Circling behaviour of various marine megafauna. (Picture: Narazaki et al / iScience)

Swimming in circles is something that not only sharks but turtles, penguins, whales, seals and many other marine mammals do – and researchers have been trying to work out why.

Current technology makes it possible to track precisely the movements of marine megafauna in three dimensions, and an international team led by Tomoko Narazaki of the University of Tokyo have been using this biologging approach in a bid to solve the circling conundrum,

“We’ve found that a wide variety of marine megafauna showed similar circling behaviour, in which animals circled consecutively at a relatively constant speed more than twice,” says Narazaki, who works in the university’s Atmosphere & Ocean Research Institute.

She explained that she had first observed the behaviour in nesting green turtles, after displacing them from one place to another in an experiment to study their navigational abilities.

“I doubted my eyes when I first saw the data because the turtle circles so constantly, just like a machine!” said Narazaki. “When I got back in my lab, I reported this interesting discovery to my colleagues, who use the same 3D data-loggers to study a wide range of marine megafauna taxa.”

The realisation that various species of marine animals exhibited much the same movements was surprising, if only because circling is such an inefficient way to move compared with swimming in a straight line.

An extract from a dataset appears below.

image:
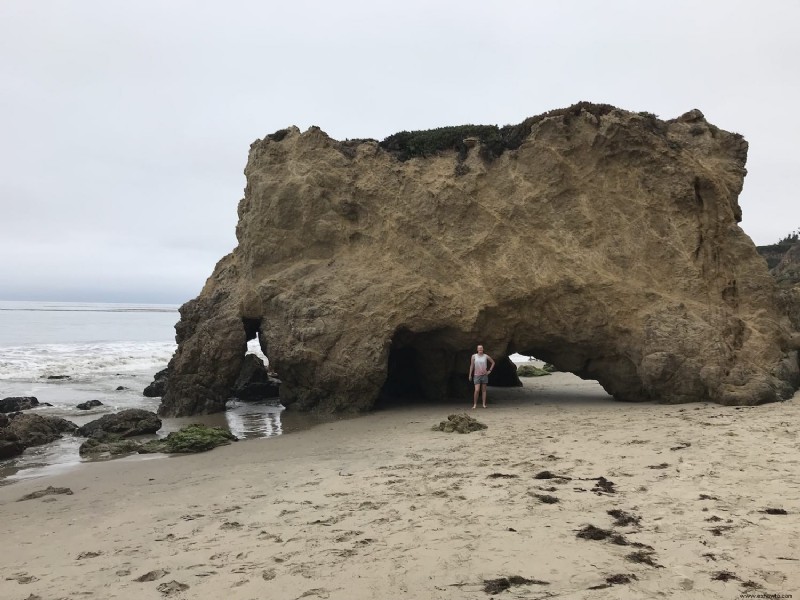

Some of the circling was recorded in foraging areas, suggesting that it might help the animal to find food. This appeared to be the case when 272 circling events were observed in four tiger sharks tagged off Hawaii.

However, fur seals, which feed primarily at night, were found to circle mainly during the day. A male tiger shark was observed circling to approach a female in an apparent mating ritual, while the evidence in sea turtles suggested that their circling might be connected to navigation.

“What surprised me most was that homing turtles undertake circling behaviour at seemingly navigationally important locations, such as just before the final approach to their goal,” said Narazaki.

20 March 2021

Such behaviour led the scientists to theorise that circling helps the animals to detect the Earth’s magnetic field to help them navigate, perhaps as submarines are required to circle during geomagnetic observations.

It seems possible that the circling serves more than one purpose, however, and the team now want to find ways to examine animal movements in relation to their internal state and environmental conditions. Their study is published in the journal iScience.